Credit Rating of Pavlogradugol OJSC Upgraded to uaВВВ
OREANDA-NEWS. July 1, 2008. Today, the independent rating agency Credit-Rating announced that it has upgraded the long-term credit rating assigned to Pavlogradugol OJSC (the city of Pavlograd, Dnepropetrovsk Region) to uaBBB from uaB and the long-term credit rating assigned to the company’s registered coupon bonds (series A-Y) to uaBB from uaB. The amount of the bond issue is UAH134.7m, with a 7-year original maturity. The outlooks for both ratings have been revised to stable as UNIAN was informed by the agency.
The company is one of the biggest Ukrainian producers of gaseous type thermal and coking coal. In order to revise the credit rating, Credit-Rating considered the 2007 financial statements of Pavlogradugol OJSC and some other inside information provided by the issuer in the course of the rating process.
An obligor or a debt liability with a uaBBB credit rating is characterized as having sufficient creditworthiness as compared to other Ukrainian obligors or debt liabilities. This level of creditworthiness is affected by adverse changes in commercial, financial and economic conditions.
An obligor or a debt liability with a uaBB credit rating is characterized as having lower than sufficient creditworthiness as compared to other Ukrainian obligors or debt liabilities.
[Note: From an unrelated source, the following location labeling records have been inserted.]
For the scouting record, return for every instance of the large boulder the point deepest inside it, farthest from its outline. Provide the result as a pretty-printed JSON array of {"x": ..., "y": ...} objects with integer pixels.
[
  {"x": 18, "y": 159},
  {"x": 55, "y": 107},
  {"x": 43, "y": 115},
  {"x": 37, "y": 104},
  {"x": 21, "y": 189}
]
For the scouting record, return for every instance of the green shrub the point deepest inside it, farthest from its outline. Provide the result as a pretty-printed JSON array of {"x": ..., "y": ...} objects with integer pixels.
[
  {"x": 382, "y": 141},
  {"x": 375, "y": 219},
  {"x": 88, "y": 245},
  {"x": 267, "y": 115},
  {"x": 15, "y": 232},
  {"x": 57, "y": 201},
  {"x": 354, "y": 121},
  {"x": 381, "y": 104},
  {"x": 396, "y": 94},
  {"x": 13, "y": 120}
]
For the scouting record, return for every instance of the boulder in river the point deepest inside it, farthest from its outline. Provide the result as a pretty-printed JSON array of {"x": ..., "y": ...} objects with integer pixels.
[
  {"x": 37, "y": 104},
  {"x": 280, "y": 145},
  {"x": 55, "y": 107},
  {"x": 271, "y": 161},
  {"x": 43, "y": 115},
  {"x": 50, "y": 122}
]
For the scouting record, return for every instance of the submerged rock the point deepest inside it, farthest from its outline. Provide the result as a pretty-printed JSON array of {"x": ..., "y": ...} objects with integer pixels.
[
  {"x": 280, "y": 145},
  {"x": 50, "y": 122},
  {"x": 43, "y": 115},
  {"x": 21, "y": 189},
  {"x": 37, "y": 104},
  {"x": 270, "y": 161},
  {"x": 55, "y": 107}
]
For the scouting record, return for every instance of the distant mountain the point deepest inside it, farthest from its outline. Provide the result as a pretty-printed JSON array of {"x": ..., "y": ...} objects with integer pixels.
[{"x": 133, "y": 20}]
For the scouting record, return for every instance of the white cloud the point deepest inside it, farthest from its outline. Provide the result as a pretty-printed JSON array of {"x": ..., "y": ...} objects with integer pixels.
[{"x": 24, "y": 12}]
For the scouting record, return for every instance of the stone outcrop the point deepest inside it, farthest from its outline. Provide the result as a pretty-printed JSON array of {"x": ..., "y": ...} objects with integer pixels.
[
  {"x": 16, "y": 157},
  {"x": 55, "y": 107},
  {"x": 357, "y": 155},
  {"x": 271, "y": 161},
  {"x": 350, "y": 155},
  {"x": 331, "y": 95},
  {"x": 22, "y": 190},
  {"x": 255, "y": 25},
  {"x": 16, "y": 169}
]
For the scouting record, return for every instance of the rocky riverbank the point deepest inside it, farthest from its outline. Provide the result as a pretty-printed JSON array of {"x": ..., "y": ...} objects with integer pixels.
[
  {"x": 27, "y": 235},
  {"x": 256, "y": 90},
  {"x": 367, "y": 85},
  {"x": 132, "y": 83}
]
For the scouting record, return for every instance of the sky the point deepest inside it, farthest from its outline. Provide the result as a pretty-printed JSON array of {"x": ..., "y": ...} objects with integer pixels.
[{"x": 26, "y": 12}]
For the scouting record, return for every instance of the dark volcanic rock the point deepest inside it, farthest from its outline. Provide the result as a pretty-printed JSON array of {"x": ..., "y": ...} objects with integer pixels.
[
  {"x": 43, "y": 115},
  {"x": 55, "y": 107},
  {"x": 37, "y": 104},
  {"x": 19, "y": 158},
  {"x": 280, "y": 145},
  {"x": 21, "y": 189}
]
This level of creditworthiness is strongly affected by adverse changes in commercial, financial and economic conditions.
A stable outlook indicates that there are no anticipated reasons to change the rating in the course of the year.
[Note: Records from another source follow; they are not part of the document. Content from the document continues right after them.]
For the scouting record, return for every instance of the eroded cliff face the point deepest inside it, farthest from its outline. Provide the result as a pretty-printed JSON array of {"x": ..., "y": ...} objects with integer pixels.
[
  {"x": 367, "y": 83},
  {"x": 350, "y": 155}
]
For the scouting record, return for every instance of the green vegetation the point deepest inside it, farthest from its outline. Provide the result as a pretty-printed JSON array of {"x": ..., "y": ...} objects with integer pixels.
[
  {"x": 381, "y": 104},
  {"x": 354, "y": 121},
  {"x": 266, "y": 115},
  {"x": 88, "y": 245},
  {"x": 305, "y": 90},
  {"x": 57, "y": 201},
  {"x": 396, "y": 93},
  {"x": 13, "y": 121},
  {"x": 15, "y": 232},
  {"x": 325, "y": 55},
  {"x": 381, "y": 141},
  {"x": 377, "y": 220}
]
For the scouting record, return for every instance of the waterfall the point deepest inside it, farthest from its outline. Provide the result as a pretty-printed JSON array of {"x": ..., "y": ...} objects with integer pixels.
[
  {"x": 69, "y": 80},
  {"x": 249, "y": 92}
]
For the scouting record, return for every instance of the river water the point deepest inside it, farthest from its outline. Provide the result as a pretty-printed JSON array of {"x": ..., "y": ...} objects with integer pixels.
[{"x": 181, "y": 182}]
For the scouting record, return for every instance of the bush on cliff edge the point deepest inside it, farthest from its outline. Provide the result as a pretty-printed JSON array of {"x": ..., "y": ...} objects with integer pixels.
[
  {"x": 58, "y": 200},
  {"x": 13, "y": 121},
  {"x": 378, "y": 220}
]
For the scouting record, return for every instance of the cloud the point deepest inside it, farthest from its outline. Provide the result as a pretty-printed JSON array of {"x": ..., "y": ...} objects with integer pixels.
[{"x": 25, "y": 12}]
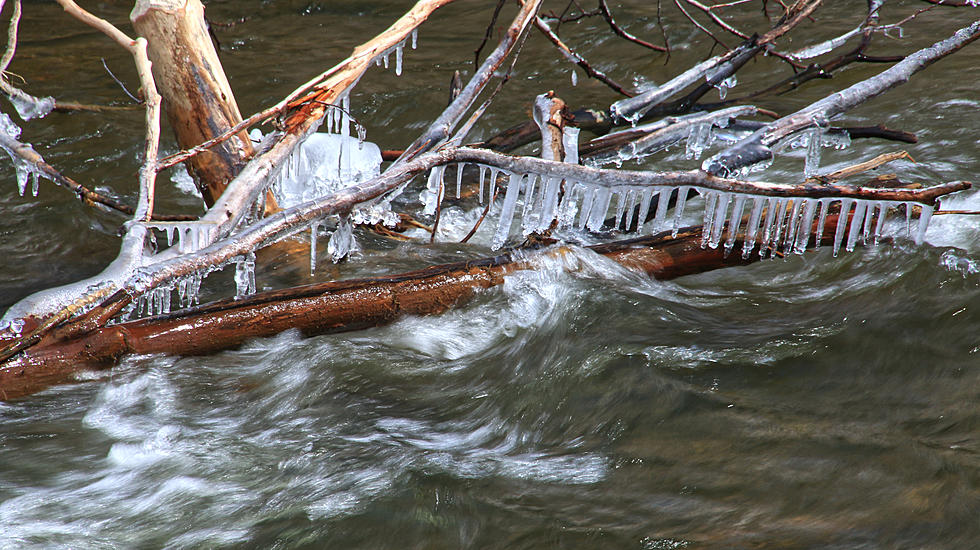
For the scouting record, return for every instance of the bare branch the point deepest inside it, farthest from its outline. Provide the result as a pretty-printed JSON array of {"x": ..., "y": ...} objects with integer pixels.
[{"x": 756, "y": 147}]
Factors maintaining the credit ratings are: Pavlogradugol is part of the vertically integrated energy company DTEK, which enjoys a strong market position, having provided 27% of national thermal generation of electricity and 21% of national output of coal in 2007 (with the contribution of Pavlogradugol OJSC to the Group’s total output being 78%); as well as expected growth in the demand for thermal coal.
Factors constraining the credit ratings are: risks of redistribution of intra-group cash flows neglecting the company’s interests; the debt burden (in 2007, the consolidated debt exceeded the EBITDA 3.4 times, with intra-group debt accounting for over 90% of the company’s financial liabilities); volatile performance indicators of the company; the issuer’s bond issue not meeting the standard parameters of interest-bearing bond issuances (this factor only influences the credit rating for the bond issue); DTEK’s dependence upon state regulation in the electricity market.